By Cleve Wiese
In Johnny Meyer’s timely new play about a squad of Army Rangers patrolling Afghanistan’s unstable border regions, nothing and no one seems to stay in place: not the officers who constantly question their commanders’ (and their own) wisdom and good will; not the invisible enemy snipers who may or may not be striking from across the porous Pakistani border; and certainly not the soldiers’ distant lives on the home-front, which crash into the combat zone in dangerously unpredictable ways. Instead, these anti-hero “American Volunteers” flounder in a sprawling, violent grey area, without clear roles, purpose, or progress. The meticulously engineered play, on the other hand, unfolds with military precision.
The story focuses on the fears and battlefield crises of three very different officers: the capable but discontented Sergeant Ron (Joshua Keppel Gonzalez), whose primary concern is his rapidly unraveling family life; Sergeant Williams (Daniel Friedman), whose simple warrior ethos is increasingly undermined by on-the-ground ambiguities; and their ineffectual superior, Staff Sgt. Mitchell (Emilio Banda), a recent college graduate caught between civilian and military worlds and unfit for either. Shortly before the squad embarks on a dangerous recon mission, a rookie female Private (Andrea Upstill) is suddenly attached to their unit, upsetting their insular, testosterone-charged group dynamic; as the mission unfolds, much of the action seems to be presented from her bewildered, alien perspective.
Somehow American Volunteers manages to weave these four discrete strands - not to mention five other characters, each with an accompanying subplot - into a complex but coherent structure. Such an impressive structure, in fact, that its overall complexity tends to overshadow its individual components: The main roles are so boldly drawn and clearly defined that the actors seem swept along by the overpowering script, and their interactions can feel stilted and unnatural, as though they’re trading self-contained soliloquies rather than actually speaking to each other in dialogue. But the playwright’s poetic verve and sheer pleasure in language (especially of the Elizabethan variety) largely compensates for this potential flaw, giving each successive speech and the work as a whole the flavor of a loosely adapted Shakespearean tragedy.
American Volunteers is a play about war - but it’s also a play about plays about war.
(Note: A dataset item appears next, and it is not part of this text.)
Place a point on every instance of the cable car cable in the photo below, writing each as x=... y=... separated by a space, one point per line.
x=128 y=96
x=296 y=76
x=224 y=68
As such, it never ceases to call attention to the gleefully contrived nature of its owns presentation. The sprawling cast moves about the stage in comically awkward battle scenes, bunching up in invisible doorways like cartoon stooges before launching into off-stage Afghan homes with wooden stick-guns aloft. The script’s diction veers from Army Ranger patois to Shakespearean meter on a dime (sometimes superimposing the two modes). And in one definitively meta-theatrical moment, the ranking officer even goes so far as to remark, as he watches a degenerating firefight from an off-stage balcony position, “Real war is nothing like this.” In real war, he says, soldiers keep their thoughts to themselves; they save their bawdy marching songs (with which the play abounds) for “state side” performances. Such spectacles, his companion agrees, are mere traces of actual combat, like “chalk lines on pavement.” But the inevitable breach between performance and reality is exactly what this play is all about - and exactly what makes it so unsettling.